Alors qu’aucune des deux multinationales n’abordent le sujet, certains pensent que, si le marché était conclu, Monsanto pourrait essayer de déplacer son domicile fiscal au siège de Syngenta, à Bâle en Suisse, ce que l’on appelle une inversion, une opération qui pourrait attirer l’attention des autorités règlementaires. Le taux d’imposition de Monsanto est de 29 %, alors que celui de Syngenta n’est que de 15 %. Mais c’est loin d’être fait. Le gouvernement Obama a réagi récemment de façon agressive envers ce type d’avantages fiscaux. D’autre part un sénateur états-unien rappelait au PDG de Monsanto que « L’expansion de l’entreprise est due en grande partie à des programmes et des aides payés par les contribuables des Etats-Unis. Les dirigeants de Monsanto doivent reconnaître que l’engagement continu de leur entreprise pour les Etats-Unis serait une bonne chose, non seulement pour le pays, mais en fin de compte aussi pour l’entreprise ».

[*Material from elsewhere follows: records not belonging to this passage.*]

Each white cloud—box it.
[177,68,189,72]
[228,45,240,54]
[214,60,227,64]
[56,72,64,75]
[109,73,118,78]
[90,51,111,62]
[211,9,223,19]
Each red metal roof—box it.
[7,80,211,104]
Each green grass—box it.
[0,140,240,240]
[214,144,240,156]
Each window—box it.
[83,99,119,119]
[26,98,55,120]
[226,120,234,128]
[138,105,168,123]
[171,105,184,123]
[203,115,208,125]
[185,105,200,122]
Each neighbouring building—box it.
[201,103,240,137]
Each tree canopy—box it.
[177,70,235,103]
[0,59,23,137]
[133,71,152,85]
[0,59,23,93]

La démarche de Monsanto se produit à un moment où l’industrie des semences doit affronter de nombreux problèmes. La principale activité de l’entreprise est de vendre des semences dont l’ADN a été modifié pour conférer aux maïs, soja et autres plantes qui en résultent, un caractère insecticide vis-à-vis de certains insectes ou une tolérance à certains herbicides. Le développement de nouvelles versions de ces plantes peut durer presque une décennie et les coûts atteindre des dizaines de millions de dollars. De plus la croissance du marché s’est ralentie : l’an dernier les ventes n’ont augmenté que de 4,7 %, comparé à 8,7 % en 2013 ou une moyenne de 21,3 % durant les cinq années précédentes d’après les recherches de Philips McDougald Ltd.

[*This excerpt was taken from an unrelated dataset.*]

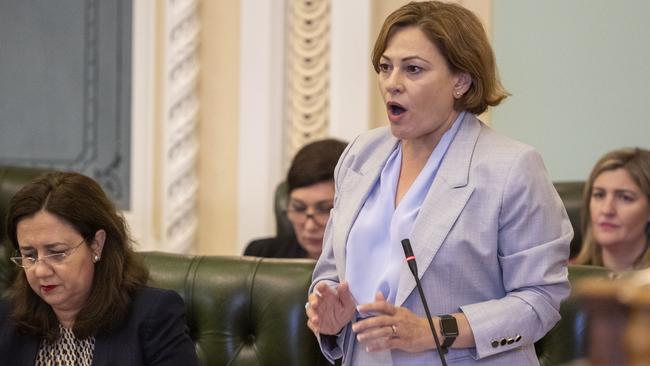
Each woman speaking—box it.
[306,1,573,366]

Les compagnies semencières ont plusieurs problèmes à affronter. De nombreux pays limitent l’utilisation des OGM de peur que ces OGM ne causent des problèmes écologiques ou sanitaires, inquiétudes que Monsanto et les autres entreprises rejettent. Aux Etats-Unis où des OGM comme le maïs, le soja et le colza sont omniprésents, certains citoyens luttent pour que les aliments OGM soient étiquetés, et choisissent d’acheter des produits sans biotechnologie. Aux Etats-Unis, les ventes au détail de produits alimentaires sans OGM ont augmenté de 15 % l’an dernier, pour atteindre 9,6 milliards de dollars.

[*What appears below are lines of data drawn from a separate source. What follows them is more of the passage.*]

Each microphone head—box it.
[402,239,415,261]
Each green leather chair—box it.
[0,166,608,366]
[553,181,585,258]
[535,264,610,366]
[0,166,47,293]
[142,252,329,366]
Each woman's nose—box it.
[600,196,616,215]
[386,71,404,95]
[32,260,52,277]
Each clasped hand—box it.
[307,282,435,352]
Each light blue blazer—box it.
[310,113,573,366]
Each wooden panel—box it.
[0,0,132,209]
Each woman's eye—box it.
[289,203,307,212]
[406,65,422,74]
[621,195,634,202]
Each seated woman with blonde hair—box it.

Pour certains observateurs, le besoin continu de solutions chimiques et la lenteur des processus d’autorisation pour les semences GM, rendent la perspective de se renforcer dans les pesticides, plus qu’attractive. Alors que certains greniers du monde sont saturés en OGM et que d’autres comme la Chine ou l’Europe ne sont pas prêts à les accepter rapidement, les pesticides permettent à Monsanto de continuer son expansion. Il est important pour la multinationale de se diversifier, étant donné que le taux de croissance des OGM se ralentit.
D’autres observateurs par contre, se posent des questions derrière la logique d’une telle démarche. Monsanto a investi énormément pour développer le marché des semences GM, tout en insistant sur la moindre dépendance aux produits agrochimiques. Pour ces observateurs, « la stratégie a bien marché jusqu’à maintenant, alors pourquoi changer ? En faisant l’acquisition de Syngenta, Monsanto revient en force dans le business de la chimie. Est-ce que c’est ce que veulent les investisseurs ? ».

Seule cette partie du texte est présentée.